Questionado sobre a final da Liga dos Campeões, marcada para maio em São Petersburgo, Johnson disse aos legisladores: “Acho inconcebível que grandes torneios internacionais de futebol possam ocorrer na Rússia após… a invasão de um país soberano”.

Johnson anunciou sanções contra cinco bancos russos e três executivos de alto escalão do país. O premiê pediu para que as demais nações ocidentais também impusessem bloqueios às instituições financeiras russas.

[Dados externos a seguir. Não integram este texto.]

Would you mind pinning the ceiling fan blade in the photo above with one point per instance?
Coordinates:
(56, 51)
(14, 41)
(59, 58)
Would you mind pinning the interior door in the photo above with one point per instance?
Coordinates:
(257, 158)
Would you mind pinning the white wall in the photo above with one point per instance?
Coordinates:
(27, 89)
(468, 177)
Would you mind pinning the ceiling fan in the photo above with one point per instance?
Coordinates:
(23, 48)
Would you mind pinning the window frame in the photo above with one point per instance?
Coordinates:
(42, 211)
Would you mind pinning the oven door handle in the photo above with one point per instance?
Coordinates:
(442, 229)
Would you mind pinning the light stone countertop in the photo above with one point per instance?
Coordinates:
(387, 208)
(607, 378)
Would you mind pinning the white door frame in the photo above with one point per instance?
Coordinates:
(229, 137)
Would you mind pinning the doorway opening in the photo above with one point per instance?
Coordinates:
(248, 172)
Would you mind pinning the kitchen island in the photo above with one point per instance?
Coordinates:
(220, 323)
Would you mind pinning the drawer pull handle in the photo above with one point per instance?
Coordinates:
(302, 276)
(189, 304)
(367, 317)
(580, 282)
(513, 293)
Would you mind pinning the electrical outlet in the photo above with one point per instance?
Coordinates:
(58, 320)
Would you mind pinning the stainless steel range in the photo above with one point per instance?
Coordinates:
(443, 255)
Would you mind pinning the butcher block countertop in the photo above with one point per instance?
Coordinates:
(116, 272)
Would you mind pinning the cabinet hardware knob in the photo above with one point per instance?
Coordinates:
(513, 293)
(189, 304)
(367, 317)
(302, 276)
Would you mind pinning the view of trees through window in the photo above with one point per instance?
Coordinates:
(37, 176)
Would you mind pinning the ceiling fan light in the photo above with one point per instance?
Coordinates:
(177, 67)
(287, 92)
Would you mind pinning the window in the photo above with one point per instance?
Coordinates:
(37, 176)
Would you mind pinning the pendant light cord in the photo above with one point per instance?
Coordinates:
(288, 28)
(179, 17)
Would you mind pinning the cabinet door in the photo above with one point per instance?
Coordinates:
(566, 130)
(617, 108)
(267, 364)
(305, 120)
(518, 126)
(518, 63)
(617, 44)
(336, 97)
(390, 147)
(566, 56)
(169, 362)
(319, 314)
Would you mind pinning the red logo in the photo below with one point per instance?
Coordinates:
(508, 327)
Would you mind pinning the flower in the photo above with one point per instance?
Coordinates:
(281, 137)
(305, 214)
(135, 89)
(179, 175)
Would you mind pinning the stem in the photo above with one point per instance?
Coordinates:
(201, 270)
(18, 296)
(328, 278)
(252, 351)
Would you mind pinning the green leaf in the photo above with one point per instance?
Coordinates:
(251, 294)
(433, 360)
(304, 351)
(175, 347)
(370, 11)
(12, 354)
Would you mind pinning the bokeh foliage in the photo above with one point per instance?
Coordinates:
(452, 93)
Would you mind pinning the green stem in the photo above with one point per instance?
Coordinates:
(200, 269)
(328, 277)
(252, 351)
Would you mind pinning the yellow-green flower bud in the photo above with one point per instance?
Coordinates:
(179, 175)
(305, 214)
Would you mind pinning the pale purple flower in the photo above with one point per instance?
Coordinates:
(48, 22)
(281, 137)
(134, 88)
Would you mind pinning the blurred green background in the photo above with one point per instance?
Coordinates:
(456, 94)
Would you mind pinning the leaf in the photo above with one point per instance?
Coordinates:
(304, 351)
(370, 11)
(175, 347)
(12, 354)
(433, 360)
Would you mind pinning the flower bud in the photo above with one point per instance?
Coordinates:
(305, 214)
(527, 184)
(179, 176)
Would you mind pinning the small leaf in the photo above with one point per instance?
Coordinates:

Estados Unidos e o Reino Unido já anunciaram que vão introduzir sanções contra os russos. Na madrugada desta terça-feira (22), o Japão também afirmou que “está pronto” para se unir aos EUA e outras nações do G7 na aplicação de sanções. Alemanha e outros países da União Europeia devem decidir sobre o uso de sanções em uma reunião de ministros das Relações Exteriores europeus ainda nesta terça-feira.

Entenda o conflito

Após meses de escalada militar e intemperança na fronteira com a Ucrânia, a Rússia está aumentando a pressão sobre seu ex-vizinho soviético, ameaçando desestabilizar a Europa e envolver os Estados Unidos.

A Rússia vem reforçando seu controle militar em torno da Ucrânia desde o ano passado, acumulando dezenas de milhares de tropas, equipamentos e artilharia nas portas do país. A mobilização provocou alertas de oficiais de inteligência dos EUA de que uma invasão russa pode ser iminente.

Nas últimas semanas, os esforços diplomáticos para acalmar as tensões não chegaram a uma conclusão. Foi reconhecida pelo presidente russo Vladimir Putin, na segunda-feira (21), a independência de Donetsk e Luhansk, duas áreas separatistas ucranianas.

A escalada no conflito de anos entre a Rússia e a Ucrânia desencadeou a maior crise de segurança no continente desde a Guerra Fria, levantando o espectro de um confronto perigoso entre as potências ocidentais e Moscou.

(Com informações de Sarah Marsh e Madeline Chambers, da Reuters, e de André Rigue e Eliza Mackintosh, da CNN)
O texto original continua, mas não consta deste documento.